All of these efforts reflect the commitment to the patient promise. “Patients and their families are our highest priority and purpose,” Pinson said. “Whether someone works at the bedside, in a classroom, in a lab or in an office, we are all doing our best for our patients and their families. Treat each patient, each family and each other “the way you’d like to be treated,” he concluded. “Never underestimate the power that you have to make a difference.”
To help guide efforts to fulfill the promise, the Medical Center relies on three patient and family advisory councils and on Advise Vanderbilt — www.advisevanderbilt.com — one of the nation’s largest communities of online health care advisors. “We also have a half million followers across our social media platforms,” he said.
“You are making a difference with your aligned efforts,” he said. “Medicine is a complicated team effort and it takes an integrated system to keep the patient in the center of it.”
To honor this difference that employees make in the lives of patients every day, the Medical Center will hold a new all VUMC event, “Celebrate the Difference YOU Make Every Day!, April 20 and 21, Pinson said. More details will be announced soon.
Pinson then introduced the concept of storytelling as a management tool. “Every person has stories,” he said. “Stories are very powerful. Storytelling enables empathy, creates engagement and connections with each other. It’s even been shown to reduce stress and increase resilience.”

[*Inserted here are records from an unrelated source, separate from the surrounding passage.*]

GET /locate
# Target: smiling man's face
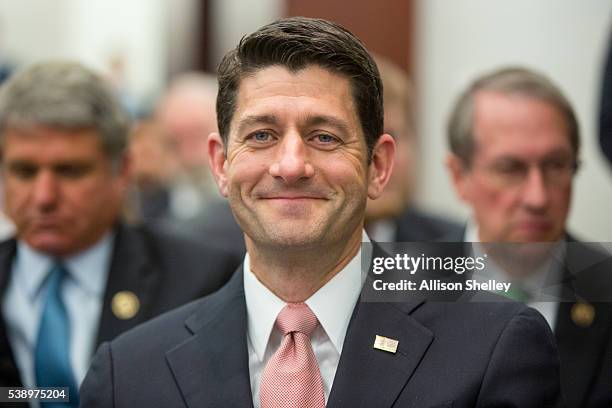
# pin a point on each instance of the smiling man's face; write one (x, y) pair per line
(296, 170)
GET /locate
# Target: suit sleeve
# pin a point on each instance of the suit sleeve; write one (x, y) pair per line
(97, 390)
(523, 370)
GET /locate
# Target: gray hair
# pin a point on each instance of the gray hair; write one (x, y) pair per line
(65, 95)
(512, 80)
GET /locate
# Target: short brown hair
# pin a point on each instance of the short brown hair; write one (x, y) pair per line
(296, 43)
(512, 80)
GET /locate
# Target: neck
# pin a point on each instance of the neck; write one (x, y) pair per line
(295, 275)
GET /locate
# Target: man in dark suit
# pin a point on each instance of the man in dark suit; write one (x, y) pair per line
(394, 217)
(514, 150)
(300, 149)
(76, 275)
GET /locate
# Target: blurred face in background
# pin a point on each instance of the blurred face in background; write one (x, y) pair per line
(519, 183)
(62, 191)
(188, 118)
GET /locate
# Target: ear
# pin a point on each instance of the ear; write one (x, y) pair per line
(381, 166)
(217, 161)
(460, 175)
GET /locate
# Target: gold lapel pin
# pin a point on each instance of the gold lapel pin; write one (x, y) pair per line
(385, 344)
(125, 305)
(583, 314)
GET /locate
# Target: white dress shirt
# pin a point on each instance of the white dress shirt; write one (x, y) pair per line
(533, 283)
(333, 305)
(82, 293)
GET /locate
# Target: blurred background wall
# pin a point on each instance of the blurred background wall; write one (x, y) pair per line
(141, 44)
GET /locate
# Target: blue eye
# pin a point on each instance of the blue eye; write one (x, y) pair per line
(326, 138)
(261, 136)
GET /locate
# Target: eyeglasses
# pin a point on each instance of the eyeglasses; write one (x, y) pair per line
(556, 172)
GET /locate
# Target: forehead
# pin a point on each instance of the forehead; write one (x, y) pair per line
(518, 124)
(41, 143)
(311, 91)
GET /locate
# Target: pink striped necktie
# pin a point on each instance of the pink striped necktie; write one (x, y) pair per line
(292, 377)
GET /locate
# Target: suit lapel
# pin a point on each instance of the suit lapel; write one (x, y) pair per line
(211, 367)
(131, 270)
(9, 375)
(581, 349)
(367, 377)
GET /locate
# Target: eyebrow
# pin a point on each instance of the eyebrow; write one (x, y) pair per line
(329, 121)
(316, 120)
(251, 120)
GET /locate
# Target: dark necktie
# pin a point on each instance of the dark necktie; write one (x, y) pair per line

Storytelling was the subject of a keynote address by Jason Wolf, Ph.D., president of The Beryl Institute and founder and president of the Patient Experience Institute, which is committed to the improvement of patient experience through research and education.
“Every patient has a story,” Wolf said. “Every person encountered in the health care setting becomes part of the patient’s experience. That’s why VUMC’s promise is important. That is who we say we’re going to be for our patients and families,” he said. “That is who we say we’re going to be for each other.” Training in the effective use of storytelling followed the Leadership Assembly in a breakout session.
Prior to Wolf’s remarks, those attending the assembly were treated to a performance by the country music duo Maddie and Tae of their hit song “Fly.”